The Final Cut – Choosing the Right Features for the Job

Author

Numbers around us

Published

April 29, 2025

You’ve created dozens—maybe hundreds—of new features: cleaned, transformed, encoded, engineered.
But now comes a critical decision:

🔪 Which features stay, and which must go?

Choosing the right features is about maximizing model performance while minimizing complexity. Good feature selection can:
✅ Improve model generalization
✅ Reduce overfitting
✅ Speed up training and inference
✅ Enhance model interpretability

This final article in the Feature Engineering Series will walk through:
Why feature selection matters
Simple filtering techniques (correlation, variance)
Model-driven feature importance (tree models, permutation)
Selection methods (filter, wrapper, embedded)
Best practices for pruning without hurting performance

Why Choosing Features Matters

More features ≠ better models.
In fact, too many irrelevant or redundant features can actively hurt your model by:
❌ Increasing noise and variance
❌ Leading to overfitting
❌ Slowing down training and prediction
❌ Making models harder to explain

📌 Feature selection is about keeping what matters—and cutting what doesn’t.
It’s a mix of art and science, where we balance domain knowledge, data-driven decisions, and model feedback.

📌 Simple Thought Exercise

Imagine you’re predicting house prices.
You have features like:

  • square_footage

  • number_of_bathrooms

  • zip_code

  • price_of_dog_food_in_region

🛑 Even if “dog food price” technically varies across regions, it’s noise. It adds confusion, increases data collection cost, and risks spurious correlations. You need only the features that directly contribute to your target.

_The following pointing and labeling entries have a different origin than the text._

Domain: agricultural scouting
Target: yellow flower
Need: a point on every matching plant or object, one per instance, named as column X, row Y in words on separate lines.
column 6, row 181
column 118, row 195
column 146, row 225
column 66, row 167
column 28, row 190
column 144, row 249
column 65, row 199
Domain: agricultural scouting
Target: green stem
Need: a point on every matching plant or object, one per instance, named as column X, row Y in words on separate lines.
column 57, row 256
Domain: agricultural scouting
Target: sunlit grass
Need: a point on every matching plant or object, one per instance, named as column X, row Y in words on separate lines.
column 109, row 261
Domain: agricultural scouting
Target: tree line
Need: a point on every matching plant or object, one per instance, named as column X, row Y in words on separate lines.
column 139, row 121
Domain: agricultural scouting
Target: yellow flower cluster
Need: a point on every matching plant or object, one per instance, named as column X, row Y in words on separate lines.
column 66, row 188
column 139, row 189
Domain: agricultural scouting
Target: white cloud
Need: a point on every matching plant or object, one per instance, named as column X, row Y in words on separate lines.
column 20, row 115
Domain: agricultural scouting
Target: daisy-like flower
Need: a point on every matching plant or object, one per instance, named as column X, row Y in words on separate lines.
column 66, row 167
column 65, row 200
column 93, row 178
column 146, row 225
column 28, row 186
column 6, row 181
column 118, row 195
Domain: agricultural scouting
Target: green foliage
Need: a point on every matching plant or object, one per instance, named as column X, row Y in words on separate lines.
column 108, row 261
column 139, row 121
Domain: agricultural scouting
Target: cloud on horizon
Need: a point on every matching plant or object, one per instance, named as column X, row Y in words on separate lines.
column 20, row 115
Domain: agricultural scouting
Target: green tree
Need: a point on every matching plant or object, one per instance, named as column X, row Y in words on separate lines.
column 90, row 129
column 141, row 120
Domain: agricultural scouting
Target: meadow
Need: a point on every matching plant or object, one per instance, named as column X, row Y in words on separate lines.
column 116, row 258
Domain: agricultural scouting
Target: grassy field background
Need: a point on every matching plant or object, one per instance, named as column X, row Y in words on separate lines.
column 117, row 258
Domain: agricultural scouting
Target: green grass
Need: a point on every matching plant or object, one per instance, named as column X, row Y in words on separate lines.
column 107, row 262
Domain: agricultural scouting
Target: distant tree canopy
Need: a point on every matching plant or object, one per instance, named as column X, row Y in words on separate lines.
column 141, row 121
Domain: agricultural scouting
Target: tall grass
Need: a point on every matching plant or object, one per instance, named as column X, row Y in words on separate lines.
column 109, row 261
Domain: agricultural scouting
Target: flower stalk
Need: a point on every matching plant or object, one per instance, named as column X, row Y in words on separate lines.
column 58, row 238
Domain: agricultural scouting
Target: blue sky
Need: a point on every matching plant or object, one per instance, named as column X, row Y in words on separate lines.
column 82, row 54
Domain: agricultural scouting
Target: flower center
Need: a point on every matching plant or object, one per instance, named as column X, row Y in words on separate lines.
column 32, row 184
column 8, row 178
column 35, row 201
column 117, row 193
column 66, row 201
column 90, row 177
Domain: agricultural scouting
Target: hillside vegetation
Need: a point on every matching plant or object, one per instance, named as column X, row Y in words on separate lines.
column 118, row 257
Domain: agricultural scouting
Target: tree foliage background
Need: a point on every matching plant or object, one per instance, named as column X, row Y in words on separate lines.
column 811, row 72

✅ Good feature selection leads to:

  • Simpler, faster models

  • Better generalization to new data

  • Clearer understanding of what drives predictions

Feature engineering without feature selection is like cooking without tasting.
You need to trim the dish before serving it.

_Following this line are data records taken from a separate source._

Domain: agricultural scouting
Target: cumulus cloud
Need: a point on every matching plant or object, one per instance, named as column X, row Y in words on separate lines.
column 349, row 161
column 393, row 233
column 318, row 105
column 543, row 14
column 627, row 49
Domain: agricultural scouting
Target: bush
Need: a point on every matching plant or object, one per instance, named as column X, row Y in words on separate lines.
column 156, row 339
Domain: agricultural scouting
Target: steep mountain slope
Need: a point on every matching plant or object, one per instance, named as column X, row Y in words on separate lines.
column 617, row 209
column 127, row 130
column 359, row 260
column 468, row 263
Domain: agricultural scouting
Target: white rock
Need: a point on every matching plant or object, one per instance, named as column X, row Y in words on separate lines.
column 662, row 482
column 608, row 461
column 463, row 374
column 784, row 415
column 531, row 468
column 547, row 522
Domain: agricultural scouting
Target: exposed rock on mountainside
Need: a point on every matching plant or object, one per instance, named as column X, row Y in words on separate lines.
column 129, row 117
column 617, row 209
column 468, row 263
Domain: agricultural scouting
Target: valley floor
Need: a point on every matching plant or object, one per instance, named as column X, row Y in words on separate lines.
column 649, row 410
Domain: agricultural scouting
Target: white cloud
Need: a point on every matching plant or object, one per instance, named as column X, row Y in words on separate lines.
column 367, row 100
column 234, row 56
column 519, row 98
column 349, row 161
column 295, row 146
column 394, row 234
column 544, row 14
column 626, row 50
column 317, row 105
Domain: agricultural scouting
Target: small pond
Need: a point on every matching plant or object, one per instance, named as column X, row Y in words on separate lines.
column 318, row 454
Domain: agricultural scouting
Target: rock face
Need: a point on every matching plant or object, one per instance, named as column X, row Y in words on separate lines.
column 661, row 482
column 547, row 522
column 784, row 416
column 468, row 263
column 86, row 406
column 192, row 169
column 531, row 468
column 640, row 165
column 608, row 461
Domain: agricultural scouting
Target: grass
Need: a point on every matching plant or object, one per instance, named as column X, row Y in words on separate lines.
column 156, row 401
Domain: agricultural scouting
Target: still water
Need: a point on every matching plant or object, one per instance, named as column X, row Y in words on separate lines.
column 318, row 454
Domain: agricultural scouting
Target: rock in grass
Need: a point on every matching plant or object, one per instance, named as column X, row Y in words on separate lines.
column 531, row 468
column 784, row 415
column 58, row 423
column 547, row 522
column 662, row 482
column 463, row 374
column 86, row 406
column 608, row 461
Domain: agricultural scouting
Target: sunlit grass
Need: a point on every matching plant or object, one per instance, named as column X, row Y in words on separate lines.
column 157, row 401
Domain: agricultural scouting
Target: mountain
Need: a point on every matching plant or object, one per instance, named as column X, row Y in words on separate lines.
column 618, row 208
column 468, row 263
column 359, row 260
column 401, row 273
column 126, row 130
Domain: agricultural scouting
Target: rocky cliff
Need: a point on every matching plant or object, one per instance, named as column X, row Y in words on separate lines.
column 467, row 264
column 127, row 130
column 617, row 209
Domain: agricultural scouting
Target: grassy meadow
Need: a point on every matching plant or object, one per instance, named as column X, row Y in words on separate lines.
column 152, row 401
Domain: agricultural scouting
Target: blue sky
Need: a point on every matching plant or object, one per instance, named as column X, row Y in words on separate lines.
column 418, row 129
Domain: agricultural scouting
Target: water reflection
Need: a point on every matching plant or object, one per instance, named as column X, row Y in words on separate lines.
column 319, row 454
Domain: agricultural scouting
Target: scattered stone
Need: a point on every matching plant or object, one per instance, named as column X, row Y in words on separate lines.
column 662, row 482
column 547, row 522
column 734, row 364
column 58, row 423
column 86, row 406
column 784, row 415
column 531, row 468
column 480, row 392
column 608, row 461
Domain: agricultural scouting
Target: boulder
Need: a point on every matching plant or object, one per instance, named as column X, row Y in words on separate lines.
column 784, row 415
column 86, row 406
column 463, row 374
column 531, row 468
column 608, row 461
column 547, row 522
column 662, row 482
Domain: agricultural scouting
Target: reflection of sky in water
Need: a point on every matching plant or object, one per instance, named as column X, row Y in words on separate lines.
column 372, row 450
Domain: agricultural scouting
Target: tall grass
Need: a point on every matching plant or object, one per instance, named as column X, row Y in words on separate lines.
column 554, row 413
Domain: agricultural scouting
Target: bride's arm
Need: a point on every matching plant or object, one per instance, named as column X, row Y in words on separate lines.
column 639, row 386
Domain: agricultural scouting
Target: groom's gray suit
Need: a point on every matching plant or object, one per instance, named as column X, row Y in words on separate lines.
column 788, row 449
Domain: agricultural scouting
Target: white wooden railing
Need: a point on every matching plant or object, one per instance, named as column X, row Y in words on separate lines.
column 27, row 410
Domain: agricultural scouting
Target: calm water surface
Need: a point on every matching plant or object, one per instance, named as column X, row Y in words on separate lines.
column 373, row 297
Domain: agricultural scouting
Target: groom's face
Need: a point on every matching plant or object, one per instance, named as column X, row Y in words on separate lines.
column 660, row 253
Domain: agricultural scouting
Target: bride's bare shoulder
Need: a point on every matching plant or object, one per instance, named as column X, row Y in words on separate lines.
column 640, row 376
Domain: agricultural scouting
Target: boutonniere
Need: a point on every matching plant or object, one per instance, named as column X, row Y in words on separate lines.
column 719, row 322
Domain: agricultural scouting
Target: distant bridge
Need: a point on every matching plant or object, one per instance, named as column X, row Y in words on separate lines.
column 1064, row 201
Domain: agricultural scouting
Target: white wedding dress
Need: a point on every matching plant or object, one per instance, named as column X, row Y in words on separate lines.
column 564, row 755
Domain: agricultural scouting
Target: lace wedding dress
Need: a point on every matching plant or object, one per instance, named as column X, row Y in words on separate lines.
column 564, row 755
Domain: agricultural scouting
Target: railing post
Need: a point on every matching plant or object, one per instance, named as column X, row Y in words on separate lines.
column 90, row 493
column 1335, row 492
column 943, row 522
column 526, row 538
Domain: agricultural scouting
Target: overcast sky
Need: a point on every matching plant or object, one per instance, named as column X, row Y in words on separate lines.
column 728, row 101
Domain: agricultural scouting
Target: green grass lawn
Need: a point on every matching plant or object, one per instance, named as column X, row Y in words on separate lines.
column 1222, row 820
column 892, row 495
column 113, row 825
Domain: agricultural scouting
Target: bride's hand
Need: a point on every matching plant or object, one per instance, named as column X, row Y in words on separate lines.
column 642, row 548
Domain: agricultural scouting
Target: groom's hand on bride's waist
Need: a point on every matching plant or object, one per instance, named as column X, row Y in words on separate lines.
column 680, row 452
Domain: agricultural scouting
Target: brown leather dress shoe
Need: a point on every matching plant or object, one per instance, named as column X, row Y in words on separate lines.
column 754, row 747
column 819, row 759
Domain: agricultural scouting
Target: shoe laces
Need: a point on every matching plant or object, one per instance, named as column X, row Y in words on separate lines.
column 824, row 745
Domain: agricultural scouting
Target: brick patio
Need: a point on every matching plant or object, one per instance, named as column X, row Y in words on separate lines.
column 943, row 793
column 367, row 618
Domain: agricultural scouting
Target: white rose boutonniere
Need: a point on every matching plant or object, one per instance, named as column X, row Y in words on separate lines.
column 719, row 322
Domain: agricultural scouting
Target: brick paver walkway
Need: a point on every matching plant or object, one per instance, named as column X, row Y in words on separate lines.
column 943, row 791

Filter Methods – Quick Wins for Cutting Features

Filter methods are your first line of defense in feature selection.
They evaluate each feature independently of any machine learning model, based purely on statistics.
✅ Fast
✅ Intuitive
✅ Great for initial cleanup before deeper analysis

In this chapter, we’ll cover:
✅ Removing features with low variance
✅ Removing highly correlated features
✅ Univariate statistical tests (optional advanced filtering)

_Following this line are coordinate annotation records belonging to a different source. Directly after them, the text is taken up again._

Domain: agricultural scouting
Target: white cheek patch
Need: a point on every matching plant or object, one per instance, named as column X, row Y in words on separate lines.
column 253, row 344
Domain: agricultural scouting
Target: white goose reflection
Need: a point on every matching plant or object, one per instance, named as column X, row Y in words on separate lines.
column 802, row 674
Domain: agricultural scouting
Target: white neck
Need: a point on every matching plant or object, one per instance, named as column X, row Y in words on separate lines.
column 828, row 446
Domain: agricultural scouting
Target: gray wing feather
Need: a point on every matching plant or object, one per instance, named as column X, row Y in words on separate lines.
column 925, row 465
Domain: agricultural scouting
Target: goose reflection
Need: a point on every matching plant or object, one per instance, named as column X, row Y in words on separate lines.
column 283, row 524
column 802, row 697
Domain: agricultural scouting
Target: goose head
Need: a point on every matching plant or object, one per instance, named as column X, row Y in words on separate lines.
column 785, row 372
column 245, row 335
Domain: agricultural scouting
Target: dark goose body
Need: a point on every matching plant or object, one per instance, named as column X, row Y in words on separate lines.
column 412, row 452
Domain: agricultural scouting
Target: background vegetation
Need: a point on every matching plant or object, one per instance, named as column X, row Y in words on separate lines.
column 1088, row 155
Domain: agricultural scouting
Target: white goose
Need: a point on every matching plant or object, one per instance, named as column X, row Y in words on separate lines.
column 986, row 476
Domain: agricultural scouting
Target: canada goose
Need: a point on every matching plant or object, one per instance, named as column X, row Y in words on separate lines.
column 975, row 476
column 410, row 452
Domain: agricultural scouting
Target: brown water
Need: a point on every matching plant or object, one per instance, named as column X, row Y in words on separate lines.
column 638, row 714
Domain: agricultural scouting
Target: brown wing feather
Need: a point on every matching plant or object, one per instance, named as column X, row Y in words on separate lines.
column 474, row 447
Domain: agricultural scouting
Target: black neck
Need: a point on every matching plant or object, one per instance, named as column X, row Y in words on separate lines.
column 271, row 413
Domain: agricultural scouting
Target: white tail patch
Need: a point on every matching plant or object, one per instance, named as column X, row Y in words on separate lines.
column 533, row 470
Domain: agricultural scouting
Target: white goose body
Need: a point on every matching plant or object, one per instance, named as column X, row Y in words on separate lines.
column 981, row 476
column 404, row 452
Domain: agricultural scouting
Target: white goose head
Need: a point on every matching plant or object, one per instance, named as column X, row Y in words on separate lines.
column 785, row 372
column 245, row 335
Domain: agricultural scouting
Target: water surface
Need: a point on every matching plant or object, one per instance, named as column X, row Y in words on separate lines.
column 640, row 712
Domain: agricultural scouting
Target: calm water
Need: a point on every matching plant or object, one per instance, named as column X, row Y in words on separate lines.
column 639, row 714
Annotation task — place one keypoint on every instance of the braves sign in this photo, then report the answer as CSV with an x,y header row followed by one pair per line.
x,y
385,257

1️⃣ Removing Low-Variance Features

If a feature barely changes across your dataset, it’s unlikely to help your model.
Examples:

  • A product code that’s always the same

  • A “country” field that’s 99% “USA”

🔹 Low-variance features are boring. Models can safely ignore them—or better yet, you should remove them.

📌 R: Using recipes::step_nzv()


recipe <- recipe(target ~ ., data = df) %>%
  step_nzv(all_predictors())  # Near zero variance

📌 Python: Using VarianceThreshold

from sklearn.feature_selection import VarianceThreshold

selector = VarianceThreshold(threshold=0.01)  # Remove features with variance < 0.01
X_reduced = selector.fit_transform(X)

✅ Simple, no model required, and often removes dozens of useless columns in wide datasets.

2️⃣ Removing Highly Correlated Features

Having two features that are nearly identical doesn’t add information—it adds redundancy.
High correlation (e.g., > 0.9) between two features suggests keeping only one.

📌 Why?

  • Reduces multicollinearity (important for linear models)

  • Speeds up training

  • Improves model stability

📌 R: Correlation Matrix with corrr + Manual Cutoff

library(corrr)

cor_matrix <- correlate(df)
# Find feature pairs with absolute correlation > 0.9
high_corr_pairs <- stretch(cor_matrix) %>%
  filter(abs(r) > 0.9, x != y)

📌 Python: Correlation Matrix + Manual Cutoff

import pandas as pd

corr_matrix = df.corr().abs()
upper = corr_matrix.where(pd.np.triu(pd.np.ones(corr_matrix.shape), k=1).astype(bool))

# Find columns to drop
to_drop = [column for column in upper.columns if any(upper[column] > 0.9)]
df_reduced = df.drop(columns=to_drop)

✅ Helps models generalize better, especially linear, logistic regression, and LASSO models.

3️⃣ (Optional) Statistical Tests for Feature Relevance

Sometimes you want a quick univariate check for how strongly each feature relates to the target.

  • For classification → Chi-squared test, ANOVA F-test

  • For regression → Pearson/Spearman correlation

These are rough guides, not gospel.

📌 Python: Select K Best Features

from sklearn.feature_selection import SelectKBest, f_classif

selector = SelectKBest(f_classif, k=10)
X_new = selector.fit_transform(X, y)

Statistical filters can help shortlist candidates before deeper model-driven selection.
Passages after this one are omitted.